Convenient scaffold for forming heteroporphyrin arrays in aqueous media.

A new methodology for preparing heteroporphyrin arrays in aqueous solution has been presented. The present method is based on the extremely strong ability of heptakis(2,3,6-tri-O-methyl)-beta-cyclodextrin (TMe-beta-CD) to include 5,10,15,20-tetrakis(p-substituted-phenyl)porphyrins (Por) affording trans-type 1:2 complexes of the porphyrins and TMe-beta-CD. Two different Por-per-O-methylated beta-CD (per-Me-beta-CD) conjugates were synthesized. Conjugate 2 was prepared by an S(N)2 reaction of 5,10,15,20-tetrakis(p-hydroxyphenyl)porphyrin and per-O-methylated beta-cyclodextrin having one primary OTs group.

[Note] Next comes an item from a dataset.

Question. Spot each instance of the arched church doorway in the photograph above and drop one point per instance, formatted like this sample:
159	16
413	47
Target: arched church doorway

Four per-Me-beta-CD moieties are attached to the meso positions of 2. Conjugate 3, synthesized from 5-(p-hydroxyphenyl)-10,15,20-tris(3,5-dicarboxyphenyl)porphyrin and monotosylated per-O-methylated beta-cyclodextrin, has one per-Me-beta-CD moiety at the periphery of the porphyrin. Conjugate 2 yields a stable 1:4 complex with the zinc complex of 5-phenyl-10,15,20-tris(3,5-dicarboxyphenyl)porphyrin (8) in the dissociated form. In this system, the energy transfer from photoexcited Zn-8 to free base 2 occurs with 85% efficiency. Conjugate 3 forms a very stable 1:1 complex with Zn-8 (K = (7.0 +/- 0.3) x 10(5) dm(3) mol(-1)) with an energy transfer efficiency (93%) larger than that obtained in the case of 2. The structure of the 3-Zn-8 complex, which can account for the efficient energy transfer, was deduced from (1)H NMR spectroscopy. Intramolecular fluorescence quenching of 2 and 3 by Fe(III)-8 also occurred through an electron-transfer process as the main quenching mechanism. The present method is a very simple and convenient means to construct various heteroporphyrin arrays in aqueous solution.